The next job is to go to Google Maps and find the location of where that photograph was taken on the map. This is also tricky, since not every photo makes this clear.  Some photos are geotagged with the exact location of where they were taken, but many are not.  We talked about geolocation.  We learnt to look at the tags, the keywords, the captions, the other photos in the Flickrstream, and to look for clues that might give us an idea about where the photo was taken.  And sometimes, when their were no clues, we had to make educated guesses about where the photo could have been taken.  Once we decided on a location – either a definite location based on real clues, or an imagined location based on common sense, the students found that place in Australia on the map.

Using the Link option, they then generated the embed code for the map, copied it, went back to the wiki and created a widget. They pasted the embed code into the widget and saved the page to reveal the embedded Google Map of their best estimate for the location of the photograph.

The last step is for the students to then write a couple of paragraphs talking about their photograph and why they think it represents their focus word. This can be quite a challenge, as they have to think very carefully about how exactly they will justify their selection, describing the photo and linking it back to the key ideas in the definition of their word. They also need to write about the map location and explain how they knew (or guessed) that the photo was taken in that place.

As you can see, it’s a task that contains a LOT of small pieces.  It contains lot of ICT skills and techniques and understandings in a number of areas. It is a task of small pieces loosely joined.  It’s also not a task that can be plagiarised.  It’s not a task where there is a “right answer”, as any answer could be right if it was justified well enough.

Remind yourself, these kids are 9 and 10 years old. And they have shown themselves to be perfectly capable of moving information around, remixing, repurposing and restructuring it in fairly sophisticated ways.  They quickly pick up the ideas of bringing all the pieces together to make something new. I think they are using some reasonably advanced information skills, as they learn to search, evaluate, synthesize and create with the information they find, and then add value to that information by interpreting and summarising and justifying it.  In short, I’ve been really impressed with what they can do. And even more impressed with what they can’t do, but can learn to do.

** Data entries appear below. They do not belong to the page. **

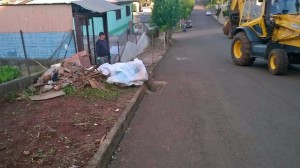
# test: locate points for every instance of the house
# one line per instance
(59, 28)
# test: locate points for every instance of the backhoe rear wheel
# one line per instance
(278, 62)
(240, 50)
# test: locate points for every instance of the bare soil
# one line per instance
(60, 132)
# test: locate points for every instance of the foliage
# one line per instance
(11, 96)
(111, 93)
(99, 94)
(165, 14)
(8, 73)
(218, 11)
(186, 8)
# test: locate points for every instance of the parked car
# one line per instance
(208, 13)
(188, 24)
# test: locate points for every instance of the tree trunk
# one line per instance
(168, 37)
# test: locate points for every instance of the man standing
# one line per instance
(102, 50)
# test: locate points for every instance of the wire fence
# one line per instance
(33, 52)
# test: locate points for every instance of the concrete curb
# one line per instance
(103, 155)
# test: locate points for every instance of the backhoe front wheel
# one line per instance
(240, 50)
(278, 62)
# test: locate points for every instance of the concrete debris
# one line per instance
(47, 95)
(26, 153)
(72, 72)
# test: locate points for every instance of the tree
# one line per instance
(165, 15)
(186, 8)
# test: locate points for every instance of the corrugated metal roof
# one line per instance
(97, 5)
(41, 2)
(93, 5)
(118, 1)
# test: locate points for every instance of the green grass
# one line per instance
(111, 93)
(8, 73)
(11, 96)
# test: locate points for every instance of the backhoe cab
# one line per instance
(268, 29)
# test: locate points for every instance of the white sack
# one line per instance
(130, 73)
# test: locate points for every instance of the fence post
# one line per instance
(25, 54)
(119, 51)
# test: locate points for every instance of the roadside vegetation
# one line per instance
(165, 14)
(8, 73)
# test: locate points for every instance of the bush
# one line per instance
(8, 73)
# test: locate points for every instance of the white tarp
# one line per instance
(143, 43)
(132, 50)
(130, 73)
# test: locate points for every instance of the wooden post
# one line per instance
(79, 37)
(25, 53)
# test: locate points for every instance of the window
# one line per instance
(127, 10)
(118, 14)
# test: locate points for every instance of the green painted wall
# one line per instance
(115, 27)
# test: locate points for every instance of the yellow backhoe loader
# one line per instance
(268, 29)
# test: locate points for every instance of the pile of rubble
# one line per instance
(69, 73)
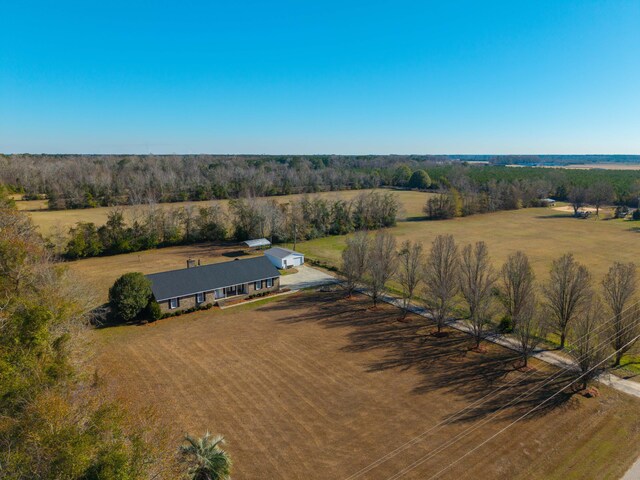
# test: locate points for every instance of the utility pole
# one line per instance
(295, 232)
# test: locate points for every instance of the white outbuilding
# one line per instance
(284, 258)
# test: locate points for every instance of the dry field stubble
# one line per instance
(316, 386)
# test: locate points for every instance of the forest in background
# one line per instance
(85, 181)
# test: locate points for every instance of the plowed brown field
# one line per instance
(314, 386)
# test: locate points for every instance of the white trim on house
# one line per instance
(221, 288)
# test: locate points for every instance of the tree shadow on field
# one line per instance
(487, 381)
(556, 215)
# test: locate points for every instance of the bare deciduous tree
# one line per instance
(588, 350)
(619, 288)
(354, 260)
(517, 284)
(381, 264)
(599, 194)
(567, 293)
(441, 278)
(409, 271)
(477, 278)
(529, 328)
(578, 198)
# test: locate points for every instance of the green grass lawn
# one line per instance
(542, 233)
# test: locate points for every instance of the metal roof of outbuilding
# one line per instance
(258, 242)
(279, 252)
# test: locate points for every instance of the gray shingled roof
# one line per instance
(281, 253)
(189, 281)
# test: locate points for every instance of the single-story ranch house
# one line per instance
(191, 287)
(284, 258)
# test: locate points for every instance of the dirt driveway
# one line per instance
(306, 277)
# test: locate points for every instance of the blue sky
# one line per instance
(320, 77)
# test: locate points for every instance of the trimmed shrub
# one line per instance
(153, 312)
(129, 296)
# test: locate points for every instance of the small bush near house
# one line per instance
(505, 325)
(153, 312)
(129, 296)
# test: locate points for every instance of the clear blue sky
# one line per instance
(320, 77)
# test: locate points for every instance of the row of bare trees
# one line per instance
(451, 281)
(151, 226)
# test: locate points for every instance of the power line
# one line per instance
(526, 414)
(478, 402)
(469, 430)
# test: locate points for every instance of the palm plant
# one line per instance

You can visit the wiki at http://ausmoods.wikispaces.com, although at the time of writing it is still a work in progress.  The final stage, when everything is complete, will be for them to use the discussion tabs on the individual pages to leave comments and feedback for each other.

I think it’s been a really good task, with plenty of really worthwhile ICT skills built in, as well as an integrated use of literacy, writing, geography, thinking and reasoning, collaboration, and so on.